By Carlo Munoz

A new tactic adopted by Somali pirates based off the coast of Africa, designed to extend the range and mobility of their operations is causing concern among U.S. naval forces in the region.

In recent months, criminal gangs of privateers off the coast of Somalia have begun to use converted merchant ships as floating bases of operation, as a way to evade anti-piracy missions by U.S. and coalition naval forces, according to Vice Adm. Mark Fox, commander of U.S. Naval Forces Central Command, 5th Fleet.

“This is a serious issue,” he said yesterday during a Defense Writers Group breakfast in Washington. “We have adapted and the pirates have adapted.”

Fifth fleet first encountered these converted commercial sea liners last September off the Gulf of Aden, where a majority of pirate attacks in the region take place, Fox said. The three-star admiral assumed command of NAVCENT in mid-2010.

What they found was a ship filled with enough munitions and supplies to support up to eight “pirate action groups” almost 1,000 miles off the Somali coastline. From these ships, pirates can launch attacks against commercial vessels in relatively ungoverned seas.

On average, thousands of commercial vessels transport goods and materiel along those shipping transit routes in the gulf, he said. “We’re talking about [an area] from Newfoundland to Key West,” Fox said. “It is a pretty vast area…so when we are not there, they are capable of sometimes successful pirate attacks.”

Before the use of motherships, Somali pirates were only able to carry out attacks against merchant vessels during certain times of the year. The volatile monsoon seasons in the gulf would render the seas impassible for the small, outboard motor-powered boats pirates would use to board larger ships, according to Fox.

The smaller, underpowered boats would also limit pirate activity to coastline of Somalia and neighboring Yemen, he added. That said, commercial freighters could simply chart a course further from the Somali coastline and closer Indian shores to avoid attacks.

“Originally, pirate activity was based on the proximity to the land…[from] Somalia to Yemen, so we focused our attention and efforts on the Gulf of Aden…[and] you would see pirate activity focused on those times when small boats are able to go out to sea,” Fox said.

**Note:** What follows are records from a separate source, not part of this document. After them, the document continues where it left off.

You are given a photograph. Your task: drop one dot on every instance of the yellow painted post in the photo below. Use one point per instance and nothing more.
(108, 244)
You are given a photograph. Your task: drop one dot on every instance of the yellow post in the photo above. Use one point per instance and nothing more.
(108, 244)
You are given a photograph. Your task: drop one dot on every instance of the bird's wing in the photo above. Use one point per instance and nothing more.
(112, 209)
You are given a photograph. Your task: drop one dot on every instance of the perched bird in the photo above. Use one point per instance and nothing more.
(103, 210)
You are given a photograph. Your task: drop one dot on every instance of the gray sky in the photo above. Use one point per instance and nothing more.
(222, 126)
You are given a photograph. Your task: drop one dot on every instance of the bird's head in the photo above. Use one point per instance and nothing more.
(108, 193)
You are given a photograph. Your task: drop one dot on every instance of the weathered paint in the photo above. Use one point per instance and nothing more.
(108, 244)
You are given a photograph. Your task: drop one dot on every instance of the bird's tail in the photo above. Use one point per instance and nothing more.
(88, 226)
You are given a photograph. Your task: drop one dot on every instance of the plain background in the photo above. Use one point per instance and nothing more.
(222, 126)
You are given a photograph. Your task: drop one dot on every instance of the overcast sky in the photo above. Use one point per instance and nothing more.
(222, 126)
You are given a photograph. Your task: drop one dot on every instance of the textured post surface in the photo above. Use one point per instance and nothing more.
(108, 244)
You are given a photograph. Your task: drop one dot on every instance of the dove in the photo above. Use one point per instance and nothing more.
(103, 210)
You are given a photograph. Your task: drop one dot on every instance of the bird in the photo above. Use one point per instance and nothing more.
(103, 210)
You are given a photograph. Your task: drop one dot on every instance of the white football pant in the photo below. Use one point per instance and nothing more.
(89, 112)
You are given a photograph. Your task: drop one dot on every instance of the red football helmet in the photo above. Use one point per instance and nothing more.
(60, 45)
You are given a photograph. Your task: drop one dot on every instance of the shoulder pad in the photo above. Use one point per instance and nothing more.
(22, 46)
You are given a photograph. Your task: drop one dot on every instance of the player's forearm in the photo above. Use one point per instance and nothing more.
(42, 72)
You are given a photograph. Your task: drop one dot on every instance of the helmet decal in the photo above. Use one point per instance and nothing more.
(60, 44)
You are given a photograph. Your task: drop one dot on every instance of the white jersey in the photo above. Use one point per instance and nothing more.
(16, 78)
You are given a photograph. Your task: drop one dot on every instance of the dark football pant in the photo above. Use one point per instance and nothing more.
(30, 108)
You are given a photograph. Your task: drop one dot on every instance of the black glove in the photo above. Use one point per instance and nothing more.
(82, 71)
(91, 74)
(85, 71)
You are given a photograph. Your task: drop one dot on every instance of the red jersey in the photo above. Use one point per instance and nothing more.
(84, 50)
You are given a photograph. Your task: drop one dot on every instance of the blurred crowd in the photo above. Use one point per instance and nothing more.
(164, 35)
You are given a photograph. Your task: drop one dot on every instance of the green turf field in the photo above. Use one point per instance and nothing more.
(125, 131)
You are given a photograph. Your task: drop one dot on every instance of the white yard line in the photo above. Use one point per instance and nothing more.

That focus by U.S. and coalition forces, he noted, has been able to drop the number of pirate attacks to between “only between one and two successful acts” in the gulf in a four-month period, he noted.

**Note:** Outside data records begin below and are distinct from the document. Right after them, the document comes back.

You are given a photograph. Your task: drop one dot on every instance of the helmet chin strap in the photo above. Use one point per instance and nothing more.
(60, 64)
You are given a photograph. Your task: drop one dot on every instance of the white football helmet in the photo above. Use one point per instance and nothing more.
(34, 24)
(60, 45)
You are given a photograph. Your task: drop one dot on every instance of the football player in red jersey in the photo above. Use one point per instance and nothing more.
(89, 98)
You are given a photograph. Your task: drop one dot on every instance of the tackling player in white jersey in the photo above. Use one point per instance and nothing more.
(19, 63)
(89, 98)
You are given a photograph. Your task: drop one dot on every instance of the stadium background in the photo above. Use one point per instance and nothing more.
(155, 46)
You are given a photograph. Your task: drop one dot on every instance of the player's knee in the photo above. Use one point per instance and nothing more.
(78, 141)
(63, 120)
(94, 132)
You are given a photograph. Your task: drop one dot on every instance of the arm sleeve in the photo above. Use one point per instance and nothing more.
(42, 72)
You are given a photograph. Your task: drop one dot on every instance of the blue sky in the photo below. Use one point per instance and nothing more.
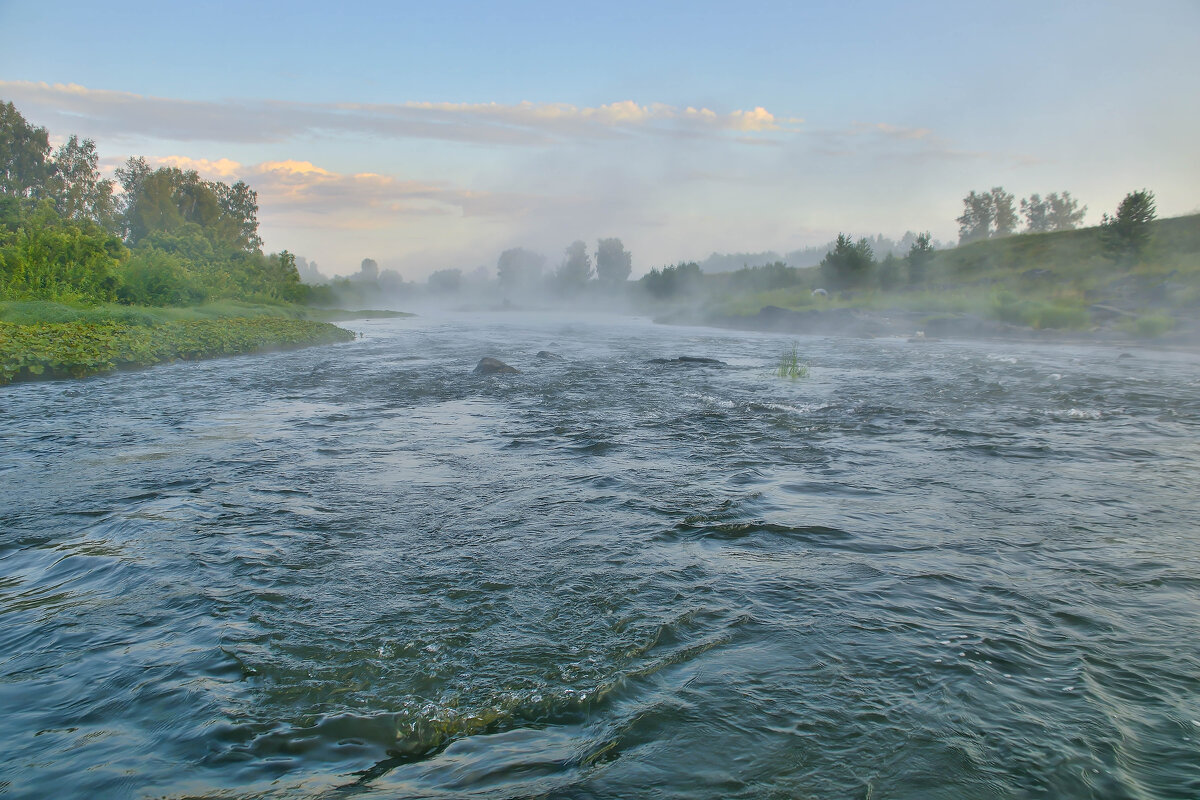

But the shifting tactics of the Somalis, particularly the use of mothership vessels, could put at risk the relative calm that has been brought to the region.

Running piracy missions from these floating bases of operation has essentially eliminated the annual lull in activity, allowing attacks to continue year-round while protecting pirate crews from the harsh maritime environment.

The use of motherships has also allowed pirates to carry out attack ships in deeper waters, and exponentially increase the time they patrol those waters, rendering the seek and avoid tactic used by commercial fleets null and void, the NAVCENT chief said.

In some instances, the intelligence, surveillance and reconnaissance assets used by NAVCENT to conduct anti-piracy operations are useless, due to the limited range of those platforms.

“These ships go out…at much greater distances with much longer persistence than we have seen,” Fox said. “So now [they are] 1,000 miles off the coast of Somalia…if I fly a P-3 out of Djibouti, he flies 1,300 nautical miles and comes back. That is his range. So they are going where we are not, where we do not have [a] persistent presence.”

Consequently, while the number of attacks has dwindled, the number of hostages taken by Somali pirates has grown, from 350 hostages taken to 750 in that same time span, Fox added.

While the mothership strategy has been in common use by drug cartels moving narcotics shipments from bases along the South America coastline to ports of entry in the United States, its presence within the shipping lanes of Western Africa is one Navy officials are struggling to cope with.

“They are adaptive, they are flexible, they are thinking. We are facing a thinking opponent here,” Fox said. “They know our redlines, they know our modes of operation…but the mothership, in my opinion, is potentially a game changer.”